Problemzone Mittelfeld
Immer wieder wechselnde Formationen, wenig Konstanz und keiner, der sich als Leader empfiehlt: Das Mittelfeld ist die Problemzone Nummer 1 der Freiburger. und das schlägt sich auf auf die Comunio-Punkte nieder. So steht bei fünf etatmäßigen Mittelfeldspielern ein Minus, einzig Neuzugang Kapustka hat mit 14 eine nennenswerte Anzahl Punkte auf dem Konto. Um die Schwierigkeiten zu illustrieren, mit denen man in Freiburg seit Beginn der Saison zu kämpfen hat, reicht ein Blick auf die Bilanz von Mike Frantz: Der Sechser sammelte in der vergangenen Saison 54 Punkte und sorgte mit dafür, dass der Freiburger Höhenflug bis kurz vor Europa führte.
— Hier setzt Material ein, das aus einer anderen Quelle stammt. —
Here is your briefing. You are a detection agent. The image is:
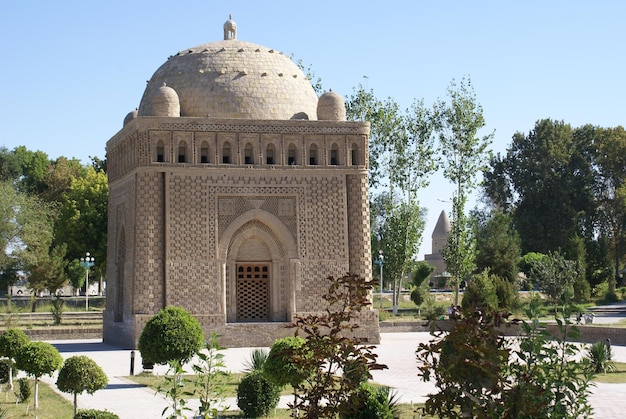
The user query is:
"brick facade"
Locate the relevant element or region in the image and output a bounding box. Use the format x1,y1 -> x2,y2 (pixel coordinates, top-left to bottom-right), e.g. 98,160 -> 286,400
103,118 -> 379,348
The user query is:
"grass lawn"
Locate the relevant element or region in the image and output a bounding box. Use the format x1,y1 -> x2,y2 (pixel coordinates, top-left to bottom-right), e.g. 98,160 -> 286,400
591,362 -> 626,384
0,381 -> 74,418
129,372 -> 438,418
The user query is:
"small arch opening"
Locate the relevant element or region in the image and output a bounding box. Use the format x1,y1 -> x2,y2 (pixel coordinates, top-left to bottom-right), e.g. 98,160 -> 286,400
288,144 -> 297,165
351,143 -> 359,165
222,142 -> 232,164
309,144 -> 318,165
200,141 -> 210,163
178,141 -> 188,163
244,143 -> 254,164
156,141 -> 165,163
330,143 -> 339,165
266,144 -> 276,165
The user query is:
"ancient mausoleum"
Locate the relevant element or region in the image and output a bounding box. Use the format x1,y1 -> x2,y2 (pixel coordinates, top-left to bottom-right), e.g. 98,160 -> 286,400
103,17 -> 379,348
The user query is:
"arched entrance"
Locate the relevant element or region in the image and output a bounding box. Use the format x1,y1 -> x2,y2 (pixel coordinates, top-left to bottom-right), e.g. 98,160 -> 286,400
219,211 -> 298,324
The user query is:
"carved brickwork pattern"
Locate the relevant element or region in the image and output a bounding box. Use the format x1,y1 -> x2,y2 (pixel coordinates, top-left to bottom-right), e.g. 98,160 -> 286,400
304,176 -> 347,260
159,121 -> 363,135
133,172 -> 165,314
168,174 -> 210,259
218,194 -> 298,244
347,174 -> 373,280
296,261 -> 348,311
169,261 -> 221,313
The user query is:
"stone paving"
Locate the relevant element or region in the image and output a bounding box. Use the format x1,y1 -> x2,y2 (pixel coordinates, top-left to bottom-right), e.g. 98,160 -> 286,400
36,331 -> 626,418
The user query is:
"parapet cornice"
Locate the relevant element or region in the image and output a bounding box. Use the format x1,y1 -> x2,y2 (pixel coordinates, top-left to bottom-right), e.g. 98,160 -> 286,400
108,117 -> 370,149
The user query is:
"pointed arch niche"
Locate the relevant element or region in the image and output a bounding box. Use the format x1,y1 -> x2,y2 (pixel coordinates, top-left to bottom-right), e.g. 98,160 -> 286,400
114,226 -> 127,323
219,210 -> 297,323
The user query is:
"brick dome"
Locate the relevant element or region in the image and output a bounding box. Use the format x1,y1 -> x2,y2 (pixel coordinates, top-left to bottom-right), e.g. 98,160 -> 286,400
137,37 -> 319,120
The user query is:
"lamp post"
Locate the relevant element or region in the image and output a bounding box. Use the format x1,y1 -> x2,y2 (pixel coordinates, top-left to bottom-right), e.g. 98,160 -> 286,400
80,252 -> 95,311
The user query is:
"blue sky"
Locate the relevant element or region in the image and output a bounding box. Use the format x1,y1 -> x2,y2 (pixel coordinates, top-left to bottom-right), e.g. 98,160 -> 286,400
1,1 -> 624,258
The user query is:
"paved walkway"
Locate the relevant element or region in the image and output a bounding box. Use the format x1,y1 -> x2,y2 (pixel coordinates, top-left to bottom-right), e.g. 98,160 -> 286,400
38,332 -> 626,418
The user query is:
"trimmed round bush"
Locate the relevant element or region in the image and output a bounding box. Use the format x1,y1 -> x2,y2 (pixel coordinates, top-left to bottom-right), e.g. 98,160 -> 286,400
74,409 -> 120,419
237,370 -> 280,417
138,306 -> 204,366
264,336 -> 312,387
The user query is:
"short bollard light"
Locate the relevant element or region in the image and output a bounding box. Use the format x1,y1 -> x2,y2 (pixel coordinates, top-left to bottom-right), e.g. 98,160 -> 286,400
130,350 -> 135,376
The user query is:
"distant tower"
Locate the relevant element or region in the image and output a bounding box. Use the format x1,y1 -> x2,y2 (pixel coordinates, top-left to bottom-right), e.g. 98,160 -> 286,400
424,210 -> 451,283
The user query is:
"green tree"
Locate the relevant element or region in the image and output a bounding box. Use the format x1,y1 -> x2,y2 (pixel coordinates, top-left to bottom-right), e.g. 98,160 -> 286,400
0,146 -> 23,182
566,234 -> 591,302
138,306 -> 204,366
345,83 -> 400,190
483,119 -> 596,255
474,210 -> 521,283
28,244 -> 68,299
385,198 -> 426,314
593,125 -> 626,295
139,307 -> 203,419
0,328 -> 29,390
347,85 -> 437,315
40,156 -> 85,203
14,341 -> 63,410
462,270 -> 499,314
0,181 -> 55,277
55,166 -> 108,286
529,251 -> 578,306
67,258 -> 86,295
435,76 -> 494,305
409,261 -> 434,309
56,355 -> 108,417
12,146 -> 50,195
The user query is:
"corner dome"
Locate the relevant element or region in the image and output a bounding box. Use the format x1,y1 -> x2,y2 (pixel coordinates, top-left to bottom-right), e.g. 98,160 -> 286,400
137,30 -> 319,120
146,83 -> 180,117
123,109 -> 138,126
317,90 -> 346,121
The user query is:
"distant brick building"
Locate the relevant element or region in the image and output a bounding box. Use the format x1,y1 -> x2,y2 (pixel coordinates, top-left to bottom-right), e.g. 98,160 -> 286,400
103,17 -> 379,348
424,210 -> 451,287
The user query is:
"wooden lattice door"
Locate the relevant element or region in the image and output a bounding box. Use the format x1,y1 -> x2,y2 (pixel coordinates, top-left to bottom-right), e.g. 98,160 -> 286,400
236,264 -> 270,321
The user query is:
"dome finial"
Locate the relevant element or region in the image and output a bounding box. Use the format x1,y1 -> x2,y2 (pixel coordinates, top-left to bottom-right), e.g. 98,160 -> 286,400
224,15 -> 237,40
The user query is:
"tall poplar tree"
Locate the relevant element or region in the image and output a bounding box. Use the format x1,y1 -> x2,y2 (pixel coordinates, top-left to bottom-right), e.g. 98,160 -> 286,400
436,76 -> 494,305
347,84 -> 437,314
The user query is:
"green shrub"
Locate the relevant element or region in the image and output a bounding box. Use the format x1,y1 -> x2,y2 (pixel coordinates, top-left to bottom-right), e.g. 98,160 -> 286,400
586,341 -> 615,374
264,336 -> 312,388
462,271 -> 498,313
14,377 -> 31,403
422,304 -> 446,321
243,348 -> 268,373
237,370 -> 280,417
493,275 -> 517,310
74,409 -> 120,419
50,295 -> 64,325
340,383 -> 399,419
410,286 -> 427,307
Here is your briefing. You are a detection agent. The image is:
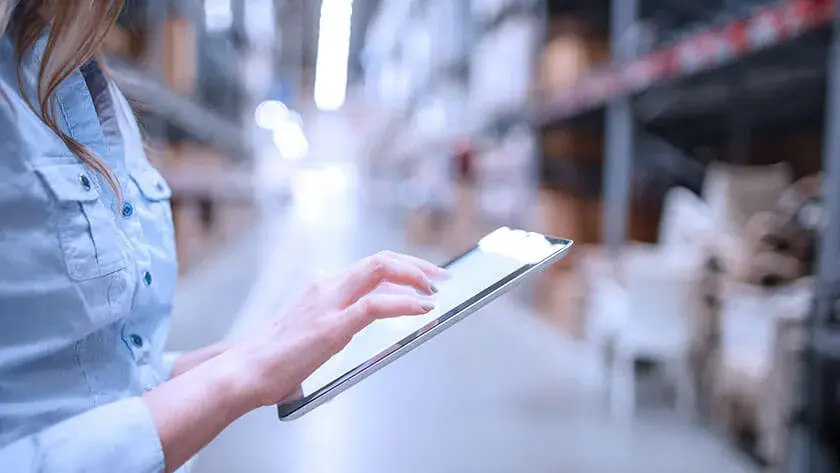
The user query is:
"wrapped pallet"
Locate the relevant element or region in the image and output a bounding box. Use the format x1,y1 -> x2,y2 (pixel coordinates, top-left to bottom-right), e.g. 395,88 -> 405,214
709,278 -> 813,466
757,313 -> 809,470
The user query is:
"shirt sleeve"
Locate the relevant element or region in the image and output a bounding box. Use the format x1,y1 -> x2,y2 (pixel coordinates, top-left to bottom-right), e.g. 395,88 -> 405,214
0,397 -> 166,473
162,351 -> 183,380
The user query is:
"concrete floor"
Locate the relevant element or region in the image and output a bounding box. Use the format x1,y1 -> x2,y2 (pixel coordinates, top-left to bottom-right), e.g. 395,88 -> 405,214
166,160 -> 759,473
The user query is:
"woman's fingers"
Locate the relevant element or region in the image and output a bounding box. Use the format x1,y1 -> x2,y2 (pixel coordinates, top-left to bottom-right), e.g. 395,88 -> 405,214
373,282 -> 425,297
386,252 -> 448,278
339,253 -> 437,305
345,293 -> 435,327
281,386 -> 304,403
In dieser Runde steht der robuste Kämpfer bei minus vier – und aufgrund eines Innenbandabrisses im Knie wird sich an dieser Bilanz kurzfristig nicht mehr viel ändern.
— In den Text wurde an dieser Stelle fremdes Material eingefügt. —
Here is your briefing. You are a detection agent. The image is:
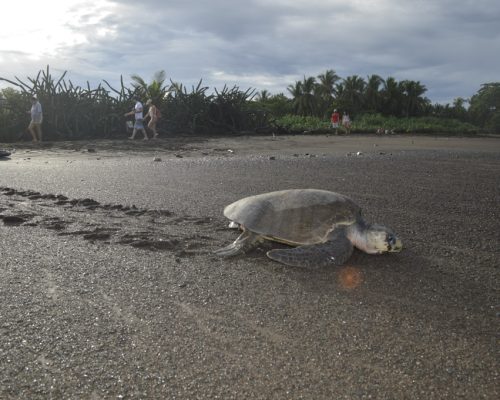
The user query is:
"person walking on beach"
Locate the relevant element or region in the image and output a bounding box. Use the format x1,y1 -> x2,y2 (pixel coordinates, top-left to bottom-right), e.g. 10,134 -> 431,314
342,112 -> 351,134
27,96 -> 43,142
125,97 -> 148,140
330,109 -> 340,134
144,99 -> 159,139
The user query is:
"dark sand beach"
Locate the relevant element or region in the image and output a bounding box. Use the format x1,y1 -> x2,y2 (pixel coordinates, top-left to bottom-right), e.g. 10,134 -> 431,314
1,134 -> 499,399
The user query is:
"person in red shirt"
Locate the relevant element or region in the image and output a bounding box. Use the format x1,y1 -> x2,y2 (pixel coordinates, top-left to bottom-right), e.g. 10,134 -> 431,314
330,109 -> 340,134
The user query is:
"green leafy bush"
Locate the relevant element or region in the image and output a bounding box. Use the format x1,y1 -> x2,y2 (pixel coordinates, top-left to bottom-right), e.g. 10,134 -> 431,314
353,114 -> 480,134
274,113 -> 479,134
274,114 -> 330,132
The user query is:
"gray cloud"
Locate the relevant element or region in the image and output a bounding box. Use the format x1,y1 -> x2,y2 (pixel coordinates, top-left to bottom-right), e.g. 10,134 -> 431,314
1,0 -> 499,103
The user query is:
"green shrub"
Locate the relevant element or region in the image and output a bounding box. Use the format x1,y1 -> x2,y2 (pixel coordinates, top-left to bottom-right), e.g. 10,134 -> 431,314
272,113 -> 480,135
353,114 -> 480,134
274,114 -> 330,132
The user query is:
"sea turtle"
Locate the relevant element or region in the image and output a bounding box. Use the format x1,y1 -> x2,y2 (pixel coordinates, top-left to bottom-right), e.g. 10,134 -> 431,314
215,189 -> 403,267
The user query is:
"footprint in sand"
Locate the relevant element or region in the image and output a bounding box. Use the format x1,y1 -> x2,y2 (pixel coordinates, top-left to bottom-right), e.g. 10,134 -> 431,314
0,215 -> 29,225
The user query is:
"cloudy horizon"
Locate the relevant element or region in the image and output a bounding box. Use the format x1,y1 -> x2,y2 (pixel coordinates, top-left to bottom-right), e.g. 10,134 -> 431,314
1,0 -> 499,104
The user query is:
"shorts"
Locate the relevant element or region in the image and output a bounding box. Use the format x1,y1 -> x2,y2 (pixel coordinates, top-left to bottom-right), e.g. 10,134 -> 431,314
29,121 -> 42,130
331,122 -> 339,128
134,119 -> 144,129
Das Problem: Der Kader gibt hier nicht besonders viel her, schon gar nicht auf einem Niveau, das eine ruhigere Rückrunde erhoffen lassen könnte. Gut möglich, dass im Winter nachgebessert wird, denn in der Hinterhand hat Christian Streich mit Blick auf seine Trainingsgruppe niemanden mehr.
Der Joker muss ran
In vorderster Front lastet die Verantwortung fürs Toreschießen jetzt nahezu alleine auf den Schultern vom besten Joker der Ligageschichte: Nils Petersen „muss“ in ungewohnter Rolle wohl bis auf weiteres von Beginn an ran, anstatt wie erfolgreich geübt, von der Bank zu kommen. Denn der etatmäßige Mittelstürmer Florian Niederlechner fällt mit einer schweren Verletzung für den Rest der Saison aus, Neuzugang Ryn Kent konnte seinen schmalen Einsatzzeiten bisher nicht nutzen, um nachhaltig Werbung in eigener Sache zu machen. Tim Kleindienst, der in den ersten vier Spielen dreimal von Beginn an ran durfte, ist völlig außen vor, genauso wie Karim Guédé.
Gewinner Terrazzino
Der große Gewinner der Freiburger Hinrunde heißt Marco Terrazzino. Der Deutsch-Italiener hatte in der Vorsaison bei der TSG Hoffenheim praktisch keine Einsatzzeiten und auch in diesem Jahr gab es für den Stürmer angesichts der erdrückenden Konkurrenz nahezu null Aussicht auf Spielzeit. So griff man in Freiburg kurz vor Saisonstart zu und dürfte diese Entscheidung noch nicht bereut haben. Zwar hat Terrazzino, der in der Regel etwas zurück versetzt agiert, noch kein Tor auf dem Konto, dafür aber immerhin 26 Punkte – und ist damit punktbester Freiburger. Und wer ihm seit Saisonbeginn die Treue gehalten hat, hat davon auch finanziell profitiert: Von 280.000 (Juni 2017) kletterte der Marktwert des ehemaligen Tribünenkandidaten zwischenzeitlich auf 2.570.000 (September 2017).
Endspielwochen
Zugegeben, „Endspielwochen“ stehen noch nicht an, aber mit dem Dreier Mainz, HSV, Köln geht es gegen drei Konkurrenten, gegen die reichlich Punkte drin sein müssen, will man nicht vor der Winterpause den Anschluss an sorgenfreiere Tabellenregionen verlieren. Und es geht doch: Gegen Mainz wurde der erste Dreier nach zuvor fünf sieglosen Spielen (ein Punkt) eingefahren – mit einer zwar nicht starken, aber soliden und kompakten Leistung. Heute Abend kommt der HSV und wir werden sehen, welche Truppe Christian Streich ins Rennen schicken wird. Klar ist nur, dass Marc Oliver Kempf – zuletzt zweimal über 90 Minuten in der Innenverteidigung – verletzungsbedingt nicht dabei sein wird, Aber das kennt man ja schon im Breisgau.